IgniteCompute compute = ignite.compute();

int key = 1;

// This closure will execute on the remote node where
// data for the given 'key' is located.
compute.affinityRun("myCache", key, () -> {
    // Peek is a local memory lookup.
    System.out.println("Co-located [key= " + key + ", value= " + cache.localPeek(key) + ']');
});

class MyComputeAction : IComputeAction
{
    [InstanceResource] private readonly IIgnite _ignite;

    public int Key { get; set; }

    public void Invoke()
    {
        var cache = _ignite.GetCache<int, string>("myCache");
        // Peek is a local memory lookup
        Console.WriteLine("Co-located [key= " + Key + ", value= " + cache.LocalPeek(Key) + ']');
    }
}

public static void AffinityRunDemo()
{
    var cfg = new IgniteConfiguration();
    var ignite = Ignition.Start(cfg);

    var cache = ignite.GetOrCreateCache<int, string>("myCache");
    cache.Put(0, "foo");
    cache.Put(1, "bar");
    cache.Put(2, "baz");
    var keyCnt = 3;

    var compute = ignite.GetCompute();

    for (var key = 0; key < keyCnt; key++)
    {
        // This closure will execute on the remote node where
        // data for the given 'key' is located.
        compute.AffinityRun("myCache", key, new MyComputeAction {Key = key});
    }
}

Collocating by Partition

The affinityCall(Collection<String> cacheNames, int partId, IgniteRunnable job) and affinityRun(Collection<String> cacheNames, int partId, IgniteRunnable job) send a given task to the node where the partition with a given ID is located. This is useful when you need to retrieve objects for multiple keys and you know that the keys belong to the same partition. In this case, you can create one task instead of multiple task for each key.

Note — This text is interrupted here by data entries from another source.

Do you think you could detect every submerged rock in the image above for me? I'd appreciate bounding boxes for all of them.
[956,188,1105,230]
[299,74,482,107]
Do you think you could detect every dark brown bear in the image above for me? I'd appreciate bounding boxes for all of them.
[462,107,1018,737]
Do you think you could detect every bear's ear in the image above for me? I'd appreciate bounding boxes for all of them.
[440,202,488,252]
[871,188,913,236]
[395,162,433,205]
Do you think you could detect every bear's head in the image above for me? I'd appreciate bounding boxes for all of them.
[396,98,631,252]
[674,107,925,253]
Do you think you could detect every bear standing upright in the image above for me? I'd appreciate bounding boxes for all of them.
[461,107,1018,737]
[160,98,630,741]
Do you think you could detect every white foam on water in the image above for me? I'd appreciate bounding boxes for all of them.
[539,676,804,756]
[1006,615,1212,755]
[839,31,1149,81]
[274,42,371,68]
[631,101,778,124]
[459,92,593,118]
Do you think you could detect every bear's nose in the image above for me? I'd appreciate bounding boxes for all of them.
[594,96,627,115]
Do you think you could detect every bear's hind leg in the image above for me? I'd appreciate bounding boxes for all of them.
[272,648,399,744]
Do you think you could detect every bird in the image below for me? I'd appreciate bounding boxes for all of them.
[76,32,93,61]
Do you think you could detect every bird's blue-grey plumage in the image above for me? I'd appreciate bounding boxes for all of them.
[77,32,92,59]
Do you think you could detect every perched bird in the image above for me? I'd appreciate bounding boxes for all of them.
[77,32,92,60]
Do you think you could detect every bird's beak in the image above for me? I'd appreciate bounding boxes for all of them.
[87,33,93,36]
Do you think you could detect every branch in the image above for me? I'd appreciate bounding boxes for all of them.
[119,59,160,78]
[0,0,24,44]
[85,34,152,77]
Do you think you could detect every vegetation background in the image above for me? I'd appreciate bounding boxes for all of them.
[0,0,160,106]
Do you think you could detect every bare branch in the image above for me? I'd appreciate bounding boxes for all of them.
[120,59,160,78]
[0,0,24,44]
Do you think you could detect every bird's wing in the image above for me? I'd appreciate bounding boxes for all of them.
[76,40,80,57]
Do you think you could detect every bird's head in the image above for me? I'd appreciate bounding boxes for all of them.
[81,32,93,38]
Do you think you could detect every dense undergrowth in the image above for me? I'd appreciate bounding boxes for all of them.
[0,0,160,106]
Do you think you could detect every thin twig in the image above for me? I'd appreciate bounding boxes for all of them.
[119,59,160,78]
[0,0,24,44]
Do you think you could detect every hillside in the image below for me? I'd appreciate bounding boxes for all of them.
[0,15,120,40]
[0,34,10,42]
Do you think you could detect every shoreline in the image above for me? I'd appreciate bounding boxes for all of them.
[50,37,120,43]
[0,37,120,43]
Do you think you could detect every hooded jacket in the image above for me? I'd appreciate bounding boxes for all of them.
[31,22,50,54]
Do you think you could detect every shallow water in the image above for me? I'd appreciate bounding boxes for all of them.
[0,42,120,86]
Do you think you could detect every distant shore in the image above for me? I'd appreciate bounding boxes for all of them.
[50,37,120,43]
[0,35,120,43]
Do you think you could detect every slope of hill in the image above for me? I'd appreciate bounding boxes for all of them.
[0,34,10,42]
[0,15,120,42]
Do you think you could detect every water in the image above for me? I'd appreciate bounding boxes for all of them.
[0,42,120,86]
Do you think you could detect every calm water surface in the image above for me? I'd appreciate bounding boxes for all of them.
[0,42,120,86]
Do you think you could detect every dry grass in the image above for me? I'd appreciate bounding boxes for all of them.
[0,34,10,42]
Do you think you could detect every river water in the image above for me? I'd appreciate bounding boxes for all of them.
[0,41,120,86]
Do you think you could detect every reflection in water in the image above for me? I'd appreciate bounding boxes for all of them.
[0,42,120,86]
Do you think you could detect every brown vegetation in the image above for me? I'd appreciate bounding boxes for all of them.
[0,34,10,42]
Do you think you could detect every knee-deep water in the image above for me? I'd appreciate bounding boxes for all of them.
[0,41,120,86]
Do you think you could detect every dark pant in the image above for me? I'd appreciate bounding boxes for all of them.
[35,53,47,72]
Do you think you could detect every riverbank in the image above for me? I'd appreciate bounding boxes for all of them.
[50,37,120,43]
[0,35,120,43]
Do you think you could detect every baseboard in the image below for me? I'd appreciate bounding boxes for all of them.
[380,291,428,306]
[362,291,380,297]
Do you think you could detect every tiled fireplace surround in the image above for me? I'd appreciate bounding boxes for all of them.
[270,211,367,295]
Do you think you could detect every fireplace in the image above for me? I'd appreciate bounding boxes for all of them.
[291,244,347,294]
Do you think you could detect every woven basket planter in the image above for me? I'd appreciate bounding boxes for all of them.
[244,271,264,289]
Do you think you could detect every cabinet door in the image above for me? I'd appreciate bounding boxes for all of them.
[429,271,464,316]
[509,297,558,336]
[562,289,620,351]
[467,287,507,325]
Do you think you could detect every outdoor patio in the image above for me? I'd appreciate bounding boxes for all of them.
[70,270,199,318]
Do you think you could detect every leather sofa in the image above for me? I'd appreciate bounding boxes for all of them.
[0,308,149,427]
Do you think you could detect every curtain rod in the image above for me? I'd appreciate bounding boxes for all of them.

For example, let’s say you want to calculate the arithmetic mean of a specific field for a specific subset of keys. If you want to distribute the computation, you can group the keys by partitions and send each group of keys to the node where the partition is located to get the values. The number of groups and, therefore, the number of tasks will be no more than the total number of partitions (default is 1024). Below is a code snippet that illustrates this example.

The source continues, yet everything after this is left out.